In 1951 dance teacher Patricia Mulholland was suspended from teaching by CLRG for six months after participating in a dance event where the British national anthem was played. Mulholland decided to leave CLRG and create a new form of Irish dance, described as a form of "folk ballet", in order to appeal to Protestant and Catholic heritages.

A group of dancing teachers from Northern Ireland met in Belfast in 1971 and formed a new organisation, initially known as An Comgall, but later renamed to the Nine Glens Association. The Association hosted various annual competitions, and became the Festival Dance Teachers Association in 2003.

Style 
There are stylistic differences between festival dance and modern stepdance as the predominating forms of solo Irish dance. Teachers of festival dance emphasise the importance of individualism in performance, and encourage storytelling in the interpretations of each dancer. It is described as less rigid, and proponents highlight the "art and personal expression" involved. Set dances, which are standardised by An Coimisiún and other stepdance organisations, are originally composed for individual festival dancers.

In competition, festival dancers depart from the highly embellished costumes that became prominent in An Coimisiún competitions after the debut of Riverdance at the 1994 Eurovision Song Contest. Competitors do not wear wigs, and makeup and fake tan are frequently prohibited. Costumes for girls are typically free-flowing velvet dresses, which create a perception of fluid movement in the style of the dance. Hard shoes are worn which resemble those of stepdancers, but ghillies (soft shoes) are made of canvas and are closer in construction to ballet slippers.

Organisation 
The Festival Dance Teachers Association (FDTA) promotes and coordinates Irish festival dance, predominantly in Northern Ireland. The FDTA describes the Ulster Championships as its most significant competition. Competitions are held for both solo and team dances.

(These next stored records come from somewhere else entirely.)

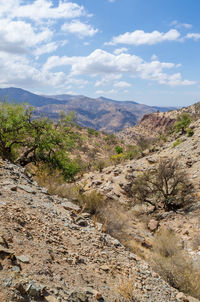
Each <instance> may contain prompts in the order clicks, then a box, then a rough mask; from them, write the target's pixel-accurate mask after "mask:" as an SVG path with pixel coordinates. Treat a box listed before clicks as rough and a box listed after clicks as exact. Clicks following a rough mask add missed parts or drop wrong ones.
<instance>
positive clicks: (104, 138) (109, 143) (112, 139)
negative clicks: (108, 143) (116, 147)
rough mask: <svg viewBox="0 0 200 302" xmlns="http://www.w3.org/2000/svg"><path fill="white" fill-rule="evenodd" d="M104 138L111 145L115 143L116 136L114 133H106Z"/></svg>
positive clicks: (115, 142) (116, 139) (116, 140)
mask: <svg viewBox="0 0 200 302" xmlns="http://www.w3.org/2000/svg"><path fill="white" fill-rule="evenodd" d="M104 140H105V141H106V142H107V143H109V144H111V145H116V144H117V138H116V136H115V135H114V134H107V136H106V137H105V138H104Z"/></svg>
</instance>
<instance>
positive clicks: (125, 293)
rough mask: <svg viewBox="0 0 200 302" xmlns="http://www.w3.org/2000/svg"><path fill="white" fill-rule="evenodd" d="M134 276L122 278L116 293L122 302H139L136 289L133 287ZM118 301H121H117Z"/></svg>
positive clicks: (120, 300) (134, 281) (133, 281)
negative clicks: (118, 294) (122, 278)
mask: <svg viewBox="0 0 200 302" xmlns="http://www.w3.org/2000/svg"><path fill="white" fill-rule="evenodd" d="M134 283H135V276H131V277H130V278H123V279H122V280H121V281H120V282H119V285H118V287H117V292H118V293H119V295H120V296H121V297H122V299H123V300H122V301H127V302H128V301H130V302H139V301H140V300H139V299H138V298H137V293H136V289H135V287H134ZM118 301H121V299H120V300H118Z"/></svg>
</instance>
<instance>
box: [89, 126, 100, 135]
mask: <svg viewBox="0 0 200 302" xmlns="http://www.w3.org/2000/svg"><path fill="white" fill-rule="evenodd" d="M87 130H88V134H89V135H94V136H98V135H99V132H98V131H97V130H95V129H92V128H88V129H87Z"/></svg>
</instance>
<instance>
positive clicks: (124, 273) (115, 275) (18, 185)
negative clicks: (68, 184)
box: [0, 161, 194, 302]
mask: <svg viewBox="0 0 200 302" xmlns="http://www.w3.org/2000/svg"><path fill="white" fill-rule="evenodd" d="M0 186H1V196H0V209H1V210H0V277H1V278H0V279H1V282H0V301H2V302H3V301H4V302H8V301H9V302H10V301H49V302H55V301H59V302H64V301H71V302H73V301H74V302H75V301H77V302H78V301H82V302H84V301H109V302H111V301H152V302H153V301H154V302H156V301H158V302H160V301H169V302H170V301H171V302H175V301H182V299H183V296H184V295H182V294H181V293H178V292H177V291H176V290H175V289H173V288H171V287H170V286H169V285H168V284H167V283H166V282H164V281H163V280H162V279H161V278H160V277H159V276H158V275H157V274H156V273H154V272H153V271H152V269H151V268H150V267H149V265H148V264H146V263H145V262H144V261H142V260H140V258H138V257H137V256H136V255H134V254H132V253H130V252H129V251H128V250H126V249H125V248H124V247H123V246H122V245H121V244H120V243H119V241H118V240H115V239H114V238H112V237H111V236H109V235H106V234H105V233H103V232H102V230H101V229H102V226H101V224H98V223H94V222H93V221H92V220H91V219H90V218H89V215H88V214H87V213H82V212H81V211H80V209H79V207H77V206H76V205H74V204H71V203H70V202H69V201H68V200H67V199H62V198H58V197H57V196H50V195H48V194H47V193H46V190H45V189H43V188H40V187H39V186H38V185H37V183H36V182H33V181H32V179H31V176H30V175H29V174H27V173H25V170H24V169H22V168H21V167H18V166H15V165H13V164H11V163H8V162H4V161H1V162H0ZM131 278H132V279H131ZM124 280H125V289H126V290H125V292H126V293H127V292H128V290H129V289H128V284H129V287H130V281H131V286H132V287H133V293H132V296H131V297H132V298H130V299H129V298H126V296H125V297H124V296H123V292H124V291H120V288H121V286H122V282H123V281H124ZM127 280H129V283H128V281H127ZM123 284H124V283H123ZM123 286H124V285H123ZM129 291H130V290H129ZM120 293H121V294H120ZM184 299H185V300H184V301H194V300H192V298H191V297H188V298H187V299H186V298H185V296H184Z"/></svg>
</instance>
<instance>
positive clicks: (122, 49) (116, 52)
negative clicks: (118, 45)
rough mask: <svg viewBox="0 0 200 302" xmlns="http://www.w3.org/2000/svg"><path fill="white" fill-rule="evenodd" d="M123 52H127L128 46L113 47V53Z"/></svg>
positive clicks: (118, 52)
mask: <svg viewBox="0 0 200 302" xmlns="http://www.w3.org/2000/svg"><path fill="white" fill-rule="evenodd" d="M123 52H128V48H126V47H122V48H117V49H115V50H114V51H113V53H114V54H115V55H120V54H121V53H123Z"/></svg>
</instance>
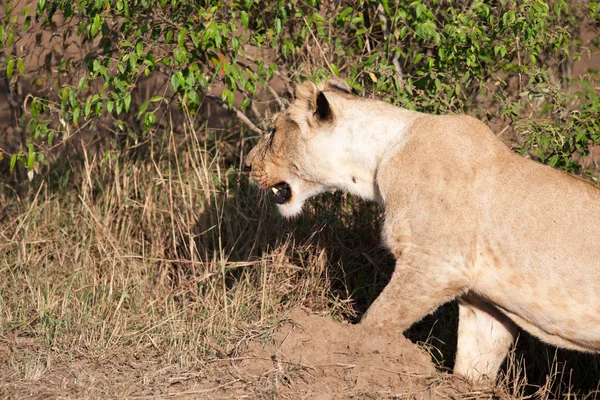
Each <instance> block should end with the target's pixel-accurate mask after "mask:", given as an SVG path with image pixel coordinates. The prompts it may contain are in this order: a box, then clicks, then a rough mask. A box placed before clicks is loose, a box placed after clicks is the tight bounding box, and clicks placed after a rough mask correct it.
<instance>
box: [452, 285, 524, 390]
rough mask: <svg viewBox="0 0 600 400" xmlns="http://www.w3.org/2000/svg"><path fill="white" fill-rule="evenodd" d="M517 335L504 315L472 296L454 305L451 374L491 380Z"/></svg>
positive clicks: (483, 302) (472, 378) (515, 329)
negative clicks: (457, 323)
mask: <svg viewBox="0 0 600 400" xmlns="http://www.w3.org/2000/svg"><path fill="white" fill-rule="evenodd" d="M516 334H517V326H516V325H515V324H514V322H512V321H511V320H510V319H509V318H508V317H507V316H506V315H504V314H502V313H501V312H500V311H498V310H497V309H496V308H495V307H493V306H492V305H490V304H488V303H486V302H485V301H483V300H482V299H480V298H478V297H476V296H469V295H467V296H465V297H463V298H462V299H461V301H460V303H459V305H458V341H457V345H456V362H455V363H454V373H455V374H459V375H463V376H465V377H467V378H468V379H469V380H470V381H472V382H483V381H485V380H486V379H488V380H492V381H493V380H494V379H495V378H496V374H497V373H498V369H500V365H502V362H503V361H504V359H505V358H506V354H507V353H508V350H509V348H510V346H511V344H512V343H513V341H514V338H515V336H516Z"/></svg>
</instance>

The Festival Irish Dance Teachers Association (F.I.D.T,A.) promotes and teaches Festival Irish Dancing in Somerset, U.K. The Association was formed by Catherine Bartlett in 2000. They have welcomed schools from Northern Ireland to their Irish Dance competitions in Somerset alongside other styles and Associations. They have hosted The European Championship giving dancers from Northern Ireland the opportunity to compete against the rest of the world whilst maintaining Festival style and traditions.